I keep finding myself reading articles on the world of PR and how the PR industry is dead as we know it. When I started reading, I was admittedly slightly concerned, however, the more I delve into the subject and use insight from my own experience I come to realise quite the opposite. PR is not dead but transforming and re-shaping into a new era of PR which is much more complex.
Traditional PR is certainly not how it used to be and this is the PR which is becoming a dying breed. Those still adopting solely traditional methods of PR are falling behind in the race. Not a dead horse by any stretch although agencies and communications professionals have had to adapt their traditional PR methods to keep up with the new and ever evolving environment. This landscape is now made up of fragile ecosystems of shared interests connecting, chaotically, across diverse communities. Everything and anything can become public to any type of audience, across any part of the world and to any type of individual/ group/ or organisation. The term ‘public’ isn’t what it used to be.

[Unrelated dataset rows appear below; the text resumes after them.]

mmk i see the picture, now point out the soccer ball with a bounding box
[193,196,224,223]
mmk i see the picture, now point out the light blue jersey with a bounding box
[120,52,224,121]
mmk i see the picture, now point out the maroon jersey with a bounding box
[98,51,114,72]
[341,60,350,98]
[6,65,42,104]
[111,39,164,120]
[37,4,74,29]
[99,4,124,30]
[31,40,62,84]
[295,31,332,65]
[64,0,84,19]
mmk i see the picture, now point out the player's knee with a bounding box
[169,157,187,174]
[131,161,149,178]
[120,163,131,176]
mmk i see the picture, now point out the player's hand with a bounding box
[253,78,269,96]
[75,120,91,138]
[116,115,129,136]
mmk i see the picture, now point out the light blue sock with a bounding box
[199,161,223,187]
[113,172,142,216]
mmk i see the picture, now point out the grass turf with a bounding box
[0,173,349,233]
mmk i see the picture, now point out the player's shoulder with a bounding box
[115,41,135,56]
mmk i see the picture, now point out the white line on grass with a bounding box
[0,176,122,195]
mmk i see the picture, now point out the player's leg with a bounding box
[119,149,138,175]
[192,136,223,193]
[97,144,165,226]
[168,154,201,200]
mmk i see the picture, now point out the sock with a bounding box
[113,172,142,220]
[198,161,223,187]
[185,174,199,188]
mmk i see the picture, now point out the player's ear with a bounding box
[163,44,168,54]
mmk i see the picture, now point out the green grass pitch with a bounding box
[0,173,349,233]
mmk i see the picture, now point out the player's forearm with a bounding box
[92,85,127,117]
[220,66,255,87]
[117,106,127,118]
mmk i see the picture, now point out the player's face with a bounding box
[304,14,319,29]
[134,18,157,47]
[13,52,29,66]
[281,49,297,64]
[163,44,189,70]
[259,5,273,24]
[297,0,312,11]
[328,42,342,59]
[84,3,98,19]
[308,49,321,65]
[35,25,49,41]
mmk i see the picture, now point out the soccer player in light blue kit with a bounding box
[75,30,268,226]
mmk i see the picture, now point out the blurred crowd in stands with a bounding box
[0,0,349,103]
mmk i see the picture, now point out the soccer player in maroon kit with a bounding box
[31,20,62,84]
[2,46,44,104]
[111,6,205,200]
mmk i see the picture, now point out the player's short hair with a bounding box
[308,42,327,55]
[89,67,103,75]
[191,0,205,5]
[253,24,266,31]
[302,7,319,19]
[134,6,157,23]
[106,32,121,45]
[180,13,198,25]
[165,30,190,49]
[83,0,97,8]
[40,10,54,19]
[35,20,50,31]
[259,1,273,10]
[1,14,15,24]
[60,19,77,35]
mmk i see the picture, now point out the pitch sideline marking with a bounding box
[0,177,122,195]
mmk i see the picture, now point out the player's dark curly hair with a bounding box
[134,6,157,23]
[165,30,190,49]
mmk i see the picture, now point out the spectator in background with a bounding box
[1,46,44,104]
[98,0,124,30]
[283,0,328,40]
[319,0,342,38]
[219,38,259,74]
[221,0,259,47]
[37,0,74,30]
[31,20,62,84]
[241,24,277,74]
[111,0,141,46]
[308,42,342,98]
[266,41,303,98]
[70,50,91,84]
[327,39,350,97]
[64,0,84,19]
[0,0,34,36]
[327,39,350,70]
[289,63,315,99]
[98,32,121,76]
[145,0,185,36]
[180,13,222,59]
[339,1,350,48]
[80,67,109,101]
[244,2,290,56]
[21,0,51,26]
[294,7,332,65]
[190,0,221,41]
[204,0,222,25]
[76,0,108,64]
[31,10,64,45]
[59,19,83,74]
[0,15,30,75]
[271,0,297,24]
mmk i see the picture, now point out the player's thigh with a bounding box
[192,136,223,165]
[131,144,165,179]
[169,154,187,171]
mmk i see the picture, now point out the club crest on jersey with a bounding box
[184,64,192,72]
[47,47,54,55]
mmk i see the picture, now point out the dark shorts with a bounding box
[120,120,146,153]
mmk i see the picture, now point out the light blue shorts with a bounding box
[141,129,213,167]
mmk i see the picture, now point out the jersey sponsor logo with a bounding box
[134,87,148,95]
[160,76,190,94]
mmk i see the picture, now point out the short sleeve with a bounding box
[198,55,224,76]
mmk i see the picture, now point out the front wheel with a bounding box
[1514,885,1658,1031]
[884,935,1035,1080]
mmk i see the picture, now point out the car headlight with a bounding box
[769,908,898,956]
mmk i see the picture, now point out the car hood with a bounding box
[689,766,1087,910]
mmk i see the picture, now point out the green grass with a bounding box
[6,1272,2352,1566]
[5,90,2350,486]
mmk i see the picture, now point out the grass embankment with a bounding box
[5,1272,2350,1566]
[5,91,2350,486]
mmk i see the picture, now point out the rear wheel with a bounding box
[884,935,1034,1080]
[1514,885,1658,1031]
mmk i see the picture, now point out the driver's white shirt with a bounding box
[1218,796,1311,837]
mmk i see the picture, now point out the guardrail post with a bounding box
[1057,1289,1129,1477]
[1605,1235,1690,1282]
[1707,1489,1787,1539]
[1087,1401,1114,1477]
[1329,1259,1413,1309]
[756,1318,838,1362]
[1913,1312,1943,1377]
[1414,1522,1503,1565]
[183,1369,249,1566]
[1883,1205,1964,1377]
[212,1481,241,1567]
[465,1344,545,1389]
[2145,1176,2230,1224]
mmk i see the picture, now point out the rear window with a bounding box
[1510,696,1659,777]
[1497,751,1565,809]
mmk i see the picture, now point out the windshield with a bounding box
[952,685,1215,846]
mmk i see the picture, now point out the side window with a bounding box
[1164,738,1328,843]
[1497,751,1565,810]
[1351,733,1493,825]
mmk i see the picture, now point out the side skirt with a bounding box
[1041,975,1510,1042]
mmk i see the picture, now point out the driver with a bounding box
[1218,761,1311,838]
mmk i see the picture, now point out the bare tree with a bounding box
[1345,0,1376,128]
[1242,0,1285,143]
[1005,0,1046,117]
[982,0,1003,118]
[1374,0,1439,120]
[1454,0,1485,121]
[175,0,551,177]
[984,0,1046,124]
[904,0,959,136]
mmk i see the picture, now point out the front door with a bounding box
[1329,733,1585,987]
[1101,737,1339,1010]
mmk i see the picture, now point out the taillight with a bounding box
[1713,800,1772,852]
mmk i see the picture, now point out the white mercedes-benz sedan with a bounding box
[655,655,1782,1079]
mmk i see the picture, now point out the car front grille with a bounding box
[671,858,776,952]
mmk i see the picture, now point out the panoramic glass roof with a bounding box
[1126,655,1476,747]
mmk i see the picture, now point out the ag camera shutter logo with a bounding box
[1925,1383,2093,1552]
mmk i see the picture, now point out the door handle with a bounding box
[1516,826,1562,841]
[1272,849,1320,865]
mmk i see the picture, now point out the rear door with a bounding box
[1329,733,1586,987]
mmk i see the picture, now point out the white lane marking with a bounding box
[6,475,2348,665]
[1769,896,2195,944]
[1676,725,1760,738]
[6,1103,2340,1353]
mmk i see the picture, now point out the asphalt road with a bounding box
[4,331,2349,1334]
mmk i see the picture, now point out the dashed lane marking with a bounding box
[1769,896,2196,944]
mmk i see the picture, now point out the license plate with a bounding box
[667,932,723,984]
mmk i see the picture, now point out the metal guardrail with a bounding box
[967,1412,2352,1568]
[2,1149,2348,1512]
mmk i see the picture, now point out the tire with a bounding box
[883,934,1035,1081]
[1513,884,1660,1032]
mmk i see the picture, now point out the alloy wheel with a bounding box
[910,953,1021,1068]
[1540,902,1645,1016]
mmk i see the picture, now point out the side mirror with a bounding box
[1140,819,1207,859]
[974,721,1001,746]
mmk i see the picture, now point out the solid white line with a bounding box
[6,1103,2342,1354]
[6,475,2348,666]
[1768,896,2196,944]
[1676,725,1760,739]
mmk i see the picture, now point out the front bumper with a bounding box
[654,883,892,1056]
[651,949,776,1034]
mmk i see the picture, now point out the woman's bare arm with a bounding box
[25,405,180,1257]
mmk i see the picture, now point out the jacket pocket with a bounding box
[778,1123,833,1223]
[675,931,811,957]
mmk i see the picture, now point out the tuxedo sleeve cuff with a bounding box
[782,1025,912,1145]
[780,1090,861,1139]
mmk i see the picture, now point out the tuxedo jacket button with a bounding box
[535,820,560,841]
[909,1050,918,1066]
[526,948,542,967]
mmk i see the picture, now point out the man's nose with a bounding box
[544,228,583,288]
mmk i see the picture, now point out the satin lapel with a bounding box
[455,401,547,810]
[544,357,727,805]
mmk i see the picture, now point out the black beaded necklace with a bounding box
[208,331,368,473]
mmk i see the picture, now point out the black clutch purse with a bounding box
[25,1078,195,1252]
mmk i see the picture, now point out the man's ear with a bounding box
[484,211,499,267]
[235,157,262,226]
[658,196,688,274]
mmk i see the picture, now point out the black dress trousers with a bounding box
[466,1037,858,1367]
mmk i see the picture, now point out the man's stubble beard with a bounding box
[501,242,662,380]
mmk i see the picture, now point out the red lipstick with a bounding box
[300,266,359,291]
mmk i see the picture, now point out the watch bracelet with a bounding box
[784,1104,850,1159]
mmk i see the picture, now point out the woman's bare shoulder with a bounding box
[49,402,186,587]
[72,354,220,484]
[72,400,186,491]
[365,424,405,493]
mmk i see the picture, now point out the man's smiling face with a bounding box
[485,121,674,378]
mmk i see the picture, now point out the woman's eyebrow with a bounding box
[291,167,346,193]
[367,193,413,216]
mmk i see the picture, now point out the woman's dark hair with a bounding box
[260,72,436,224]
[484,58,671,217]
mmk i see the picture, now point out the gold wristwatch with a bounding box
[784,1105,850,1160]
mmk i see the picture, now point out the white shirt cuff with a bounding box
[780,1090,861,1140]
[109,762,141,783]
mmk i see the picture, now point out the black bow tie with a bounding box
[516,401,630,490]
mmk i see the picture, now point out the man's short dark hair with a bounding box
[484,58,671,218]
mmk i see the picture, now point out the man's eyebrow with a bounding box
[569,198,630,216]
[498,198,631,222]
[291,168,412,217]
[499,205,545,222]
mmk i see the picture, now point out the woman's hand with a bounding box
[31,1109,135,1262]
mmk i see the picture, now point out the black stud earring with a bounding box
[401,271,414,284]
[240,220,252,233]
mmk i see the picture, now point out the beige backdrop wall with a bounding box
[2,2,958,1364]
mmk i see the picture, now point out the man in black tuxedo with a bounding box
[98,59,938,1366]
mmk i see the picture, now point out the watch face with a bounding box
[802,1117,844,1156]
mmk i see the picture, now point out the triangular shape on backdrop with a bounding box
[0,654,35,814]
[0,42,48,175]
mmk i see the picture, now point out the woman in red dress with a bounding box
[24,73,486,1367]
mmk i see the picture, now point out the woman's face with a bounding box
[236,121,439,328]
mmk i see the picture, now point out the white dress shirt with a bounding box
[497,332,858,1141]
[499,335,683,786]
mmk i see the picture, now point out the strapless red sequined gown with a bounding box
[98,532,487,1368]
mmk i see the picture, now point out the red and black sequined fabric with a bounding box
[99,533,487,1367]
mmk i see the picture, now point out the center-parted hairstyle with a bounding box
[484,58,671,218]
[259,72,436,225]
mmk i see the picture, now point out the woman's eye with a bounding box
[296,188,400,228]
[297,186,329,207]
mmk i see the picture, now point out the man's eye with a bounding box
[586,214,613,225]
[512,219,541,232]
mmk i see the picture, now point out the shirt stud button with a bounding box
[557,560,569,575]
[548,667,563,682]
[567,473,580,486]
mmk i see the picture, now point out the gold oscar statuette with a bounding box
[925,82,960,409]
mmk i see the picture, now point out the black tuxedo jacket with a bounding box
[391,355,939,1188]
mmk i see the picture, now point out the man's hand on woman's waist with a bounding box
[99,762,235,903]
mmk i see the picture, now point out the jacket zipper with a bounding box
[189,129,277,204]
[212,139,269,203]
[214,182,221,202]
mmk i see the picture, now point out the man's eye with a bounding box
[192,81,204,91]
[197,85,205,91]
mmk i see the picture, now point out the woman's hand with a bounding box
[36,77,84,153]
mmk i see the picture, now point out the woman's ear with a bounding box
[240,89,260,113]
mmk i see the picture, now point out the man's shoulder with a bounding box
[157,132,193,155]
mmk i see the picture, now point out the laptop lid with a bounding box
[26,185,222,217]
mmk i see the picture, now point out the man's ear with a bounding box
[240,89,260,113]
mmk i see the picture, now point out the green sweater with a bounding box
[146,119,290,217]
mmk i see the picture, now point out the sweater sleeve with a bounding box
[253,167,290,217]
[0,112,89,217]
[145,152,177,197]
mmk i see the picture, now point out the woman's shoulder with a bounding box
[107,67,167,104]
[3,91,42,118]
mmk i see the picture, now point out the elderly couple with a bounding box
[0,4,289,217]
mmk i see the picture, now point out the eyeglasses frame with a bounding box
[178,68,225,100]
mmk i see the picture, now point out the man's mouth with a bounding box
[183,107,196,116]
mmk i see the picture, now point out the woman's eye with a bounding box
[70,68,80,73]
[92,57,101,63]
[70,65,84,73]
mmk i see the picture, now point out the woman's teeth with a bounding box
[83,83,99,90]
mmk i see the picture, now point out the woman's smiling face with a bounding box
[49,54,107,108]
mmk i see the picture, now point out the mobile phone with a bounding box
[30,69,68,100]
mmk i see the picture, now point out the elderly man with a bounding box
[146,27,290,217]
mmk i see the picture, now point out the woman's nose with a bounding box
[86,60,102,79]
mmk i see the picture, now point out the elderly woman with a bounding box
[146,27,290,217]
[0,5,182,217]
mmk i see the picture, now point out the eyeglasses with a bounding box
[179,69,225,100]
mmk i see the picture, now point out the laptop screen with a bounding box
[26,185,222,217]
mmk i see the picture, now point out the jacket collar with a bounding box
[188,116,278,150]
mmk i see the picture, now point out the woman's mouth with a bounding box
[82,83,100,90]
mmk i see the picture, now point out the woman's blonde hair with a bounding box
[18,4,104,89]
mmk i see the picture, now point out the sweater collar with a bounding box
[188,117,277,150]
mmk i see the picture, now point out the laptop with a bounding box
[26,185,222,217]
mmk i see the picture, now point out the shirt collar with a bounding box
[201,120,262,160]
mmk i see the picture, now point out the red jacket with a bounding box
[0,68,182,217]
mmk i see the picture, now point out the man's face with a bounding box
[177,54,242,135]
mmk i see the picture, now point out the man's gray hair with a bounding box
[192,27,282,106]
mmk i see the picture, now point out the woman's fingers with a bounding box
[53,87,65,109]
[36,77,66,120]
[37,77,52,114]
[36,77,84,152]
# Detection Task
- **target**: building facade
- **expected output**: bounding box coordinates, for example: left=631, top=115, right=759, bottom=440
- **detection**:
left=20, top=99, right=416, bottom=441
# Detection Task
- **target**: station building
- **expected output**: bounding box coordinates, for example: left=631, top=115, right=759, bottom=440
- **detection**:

What has brought the biggest change in the industry? Simply, digital developments. These inventions are the new communication channels and are most commonly known as social media. Social media has brought about a new area of PR and communication which brands and communication professionals have had to adapt to include within their environment. It was only a few years ago when a whole raft of agencies came forward, showcasing themselves as ‘offline PR specialists’ or ‘digital agencies’. This is just not the case anymore. The industry has realised that there should not be any strict distinction between digital communications and PR alongside other forms. They are intertwined and should work together to compliment and accommodate each other. This has lead to a new type of agency with a ‘take all’ approach. More and more digital agencies are claiming they can ‘do PR’ which in my view should be considered carefully and approached with caution – but this is another matter.
Going back to the development of agencies within the industry, I believe agencies now need to differentiate themselves from their competitors within other specialist areas – whether this be by industry type, or by specialism i.e. creativity / innovation… and demonstrate their skills in doing so.
The rise in digital channels and additional methods outside of the traditional PR space has only highlighted the importance of effective PR and communications for brands, organisations and companies. The competition in 2014 across all industry sectors in stronger, faster and more cut throat. Organisations and brands need to have their voice heard within the crowded marketplace with the knock on effect on agencies and PR professionals who now need to have the tools and knowledge to utilise the opportunities for the essential coverage which will generate the required impact for brands.
PR as an industry has developed and now understanding the multiple channels available, PRs can have the upper hand. Delivering and outreaching content which can drive cut-through coverage is the direction agencies are and should be moving towards. In an industry which is extremely quick paced, dynamic, innovative and creative, there is only one way PR can survive and that’s to adapt and develop – something PR is very used too – ensuring PR and communications is not dead, but still very much alive.